Enviada em 31/12/2020

A Constituição Federal de 1988, documento jurídico mais importante do país, prêve em seu artigo 6º, o direito à educação como inerente a todo cidadão brasileiro. Conquanto, tal prerrogativa não tem se reverberado com ênfase na prática quando se observa os desafios para a prática da leitura, dificultando, deste modo, a universalização desse direito social tão importante. Diante de tal perspectiva, faz-se imperiosa a análise do preço e da dificuldade de acesso aos livros que favorecem esse quadro.

Em primeiro plano, deve-se ressaltar uma infâmia por parte do governo em suas decisões. Dessa forma, neste ano de 2020, foi proposto pela reforma tributária uma unificação de impostos, o que levaria a um aumento de 20% no preço dos livros.
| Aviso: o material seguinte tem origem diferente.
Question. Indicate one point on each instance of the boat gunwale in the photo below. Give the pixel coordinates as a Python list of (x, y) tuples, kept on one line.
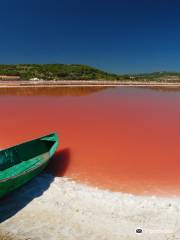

Assim, se a reforma tributária for aprovada, muitas das pessoas que não possuem uma boa condição financeira, por conta do preço, não irão conseguir entrar no mundo dos livros. Logo, essa ferramenta de acesso ao conhecimento e à educação, deveria ser acessível financeiramente para todos, o que infelizmente não é evidente no Brasil, aumentando, de certo modo, os desafios da prática à leitura.

Ademais, é fundamental apontar essa dificuldade de acesso aos livros como o promotor do problema. Em suma, vale destacar que de acordo com os dados da pesquisa Retratos da Leitura do Instituto Pró-Livro, cerca de 30% da população brasileira nunca comprou um livro. Por certo, isso ocorre, na maioria das vezes, pela falta de dinheiro para comprar os livros, o que traz uma dificuldade para o público da leitura, mas também para os estudantes que procuram ter acesso aos diversos livros. Enfim, é inadmissível que esse cenário continue a perdurar.

Depreende-se, portanto, a necessidade de se combater os desafios da prática a leitura. Dessa maneira, cabe ao Ministério da educação elaborar um auxílio para a população mais pobre, por meio de uma bolsa para ser usado na compra de livros. Essa bolsa irá conter um valor aproximado para a compra de um livro por mês, sendo destinado para as pessoas que possuem apenas um salário mínimo, entregando também para todos os estudantes de escola pública, no intuito de incentivar as pessoas na prática da leitura. Só assim, será possível a construção de uma sociedade permeada pela efetização dos elementos elencados na Carta Magna de 1988.